The advance of higher education unions has generally stalled at about 375,000 faculty—21 percent of private schools and 35 percent of public colleges and universities. This significant movement has leveled off primarily because 23 states still do not allow collective bargaining in the public sector. If they did, faculty unions would be as strong as they are in K-12, where those teachers are 75 percent unionized.

In 1976, when Democrat Cecil Andrus was governor, I co-authored a public employee bargaining bill, but it lost on a 4-4 vote in the Senate HEW Committee. The Reagan Revolution stopped most activity in the expanding anti-union Red States, but I tried again in 2004, primarily because of pressure from my own members.

This time I attempted to add Idaho’s college and university faculty to the law that K-12 teachers have been negotiating under for decades. Even with Republican Rep. Tom Trail’s help, the bill was not printed for consideration, and the chair of the Senate Education Committee assured me that it was safe locked in his desk.

Faculty at most major public universities have not chosen the advantages of collective bargaining, presumably because they believe that unions are beneath them and that they belong only at second tier colleges and universities.

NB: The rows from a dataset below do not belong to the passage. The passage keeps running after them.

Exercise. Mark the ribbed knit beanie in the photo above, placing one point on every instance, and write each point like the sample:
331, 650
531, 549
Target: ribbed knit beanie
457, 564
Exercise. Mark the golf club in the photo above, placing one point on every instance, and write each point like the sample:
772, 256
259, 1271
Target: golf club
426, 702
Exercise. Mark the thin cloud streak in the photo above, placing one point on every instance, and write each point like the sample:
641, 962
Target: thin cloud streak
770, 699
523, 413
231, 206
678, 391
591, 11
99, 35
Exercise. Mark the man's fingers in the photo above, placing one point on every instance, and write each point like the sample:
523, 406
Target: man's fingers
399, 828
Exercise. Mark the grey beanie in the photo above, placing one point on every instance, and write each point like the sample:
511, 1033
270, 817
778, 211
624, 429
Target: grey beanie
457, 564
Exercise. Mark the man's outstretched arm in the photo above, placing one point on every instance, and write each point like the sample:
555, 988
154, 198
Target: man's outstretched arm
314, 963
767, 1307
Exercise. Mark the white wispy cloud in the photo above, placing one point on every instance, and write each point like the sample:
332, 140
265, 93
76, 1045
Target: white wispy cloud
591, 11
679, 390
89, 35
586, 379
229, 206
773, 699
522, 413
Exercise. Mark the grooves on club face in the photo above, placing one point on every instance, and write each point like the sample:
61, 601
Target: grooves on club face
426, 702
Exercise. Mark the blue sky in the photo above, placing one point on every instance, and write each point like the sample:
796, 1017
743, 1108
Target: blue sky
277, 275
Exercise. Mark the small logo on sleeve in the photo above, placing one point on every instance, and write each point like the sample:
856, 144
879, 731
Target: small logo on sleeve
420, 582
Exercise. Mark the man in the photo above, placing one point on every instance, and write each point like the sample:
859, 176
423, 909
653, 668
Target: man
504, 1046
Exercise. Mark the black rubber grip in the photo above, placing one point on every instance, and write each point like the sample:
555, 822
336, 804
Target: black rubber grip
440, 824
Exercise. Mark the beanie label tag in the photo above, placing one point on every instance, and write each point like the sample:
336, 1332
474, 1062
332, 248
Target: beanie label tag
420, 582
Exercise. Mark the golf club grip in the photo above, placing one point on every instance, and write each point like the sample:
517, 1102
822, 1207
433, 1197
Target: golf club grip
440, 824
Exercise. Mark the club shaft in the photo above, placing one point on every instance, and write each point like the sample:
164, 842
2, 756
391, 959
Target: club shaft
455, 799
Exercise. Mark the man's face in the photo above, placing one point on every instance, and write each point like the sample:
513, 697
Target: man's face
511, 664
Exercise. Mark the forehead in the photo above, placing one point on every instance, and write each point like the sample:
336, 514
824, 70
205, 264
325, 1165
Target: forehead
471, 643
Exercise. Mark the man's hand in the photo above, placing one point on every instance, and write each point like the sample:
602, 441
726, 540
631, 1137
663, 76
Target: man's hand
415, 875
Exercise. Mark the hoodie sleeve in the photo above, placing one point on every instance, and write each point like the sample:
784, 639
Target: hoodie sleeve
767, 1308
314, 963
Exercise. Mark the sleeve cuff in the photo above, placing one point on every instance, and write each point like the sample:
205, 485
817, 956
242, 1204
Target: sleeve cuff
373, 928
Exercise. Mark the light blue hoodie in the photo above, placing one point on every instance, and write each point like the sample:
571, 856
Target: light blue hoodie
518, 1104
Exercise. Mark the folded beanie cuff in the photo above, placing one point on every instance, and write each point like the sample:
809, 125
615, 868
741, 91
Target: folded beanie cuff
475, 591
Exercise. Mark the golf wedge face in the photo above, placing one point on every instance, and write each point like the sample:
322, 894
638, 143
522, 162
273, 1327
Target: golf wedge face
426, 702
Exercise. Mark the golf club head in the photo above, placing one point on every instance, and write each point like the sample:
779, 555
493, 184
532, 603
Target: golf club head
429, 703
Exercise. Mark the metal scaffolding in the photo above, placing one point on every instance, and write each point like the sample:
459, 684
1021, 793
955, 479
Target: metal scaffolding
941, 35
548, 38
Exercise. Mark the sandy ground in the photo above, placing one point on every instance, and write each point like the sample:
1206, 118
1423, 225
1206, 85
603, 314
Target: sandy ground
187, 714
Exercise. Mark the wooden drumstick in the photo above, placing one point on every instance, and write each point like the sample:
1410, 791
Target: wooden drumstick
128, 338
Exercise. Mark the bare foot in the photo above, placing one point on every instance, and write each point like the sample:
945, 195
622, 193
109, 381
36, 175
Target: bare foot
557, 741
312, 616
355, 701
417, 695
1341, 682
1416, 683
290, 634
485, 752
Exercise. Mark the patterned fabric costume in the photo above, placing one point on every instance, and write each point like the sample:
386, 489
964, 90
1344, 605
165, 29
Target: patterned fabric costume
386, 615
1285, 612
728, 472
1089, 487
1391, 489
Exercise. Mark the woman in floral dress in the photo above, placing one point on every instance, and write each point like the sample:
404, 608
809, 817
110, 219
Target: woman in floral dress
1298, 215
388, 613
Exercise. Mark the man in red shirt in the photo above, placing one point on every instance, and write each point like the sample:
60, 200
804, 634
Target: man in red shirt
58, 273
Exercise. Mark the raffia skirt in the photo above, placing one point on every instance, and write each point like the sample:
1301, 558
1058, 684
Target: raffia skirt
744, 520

For example, Western, Central, Eastern Washington State Universities, Evergreen College, and the community colleges have enjoyed the benefits of union contracts for years while UW and WSU professors have demurred.

The one exception is Oregon State University, where 2,400 faculty this spring chose the American Federation of Teachers (AFT) and the American Association of University Professors (AAUP) to represent them in negotiations. I am a proud member of both.

After the OSU election, AFT national president Randi Weingarten, announced:“We will have the OSU faculty’s back as they negotiate a first contract to preserve shared governance, improve working conditions, and create the best possible environment for teaching, learning, research and outreach.”

While the faculty at the University of Michigan have declined their option to vote for a union, the lecturers there have finalized a contract that would increase their abysmal salaries by 30 percent, boosting their retirement income, improving health care, and strengthening job security. Their subpar starting salaries will go from $12,700 to $16,500 per year, still not a living wage.

Using public sector bargaining laws, more than 64,000 graduate assistants have unionized at 28 public institutions in California, Florida, Illinois, Iowa, Connecticut, Massachusetts, Michigan, Oregon, Pennsylvania, and Washington. The AFT, AAUP, the National Education Association, and the United Autoworkers have been chosen to represent teachers who have taken over an ever-larger share of instruction on our campuses.

Administrators initially opposed this movement claiming that graduate assistants were primarily students not employees, and that unions would somehow undermine their graduate education. State labor boards have overwhelmingly rejected this argument.

In August 2016, primarily because of Obama’s appointments, the National Labor Relations Board (NLRB) ruled that graduate employees at private colleges and universities are bona fide employees and can unionize under the National Labor Relations Act, the law that has allowed collective bargaining in the private sector since 1935.

A 1980 Supreme Court decision upholding a view that faculty at private institutions are managers has limited unionization there. The NRLB, however, has determined that adjunct faculty at these schools are employees, and since 2012 there has been a 26 percent increase in bargaining units (20 more) on these campuses.

As a result of the NLRB’s decision on graduate assistants, there has been a dramatic increase in union drives by them at private, elite universities. They have chosen the AFT to represent them at Yale, Brown, Northwestern, Georgetown, University of Pennsylvania, Boston University, Rensselaer Polytechnic Institute, Cornell University (coalition with NEA), and the University of Chicago (coalition with AAUP).

The United Autoworkers are also doing very well in their recruitment efforts, represent graduate student workers at Harvard, Columbia, Tufts, the New School for Social Research, New York University, Boston College, the University of Washington.

Graduate students finishing their degrees and entering the job market will find fewer tenure-track positions, as the percentage of professors in those position has declined dramatically from 70 to 30 percent. Those who were union members in graduate school and fortunate enough to be hired on tenure track will be future union leaders on their campuses.

Most undergraduate teaching is now done by part or full-time faculty on renewable contracts or by graduate assistants. It is absolutely imperative that they join academic unions to improve their salaries, benefits, and working conditions. Without collective bargaining they are very vulnerable and easily exploited.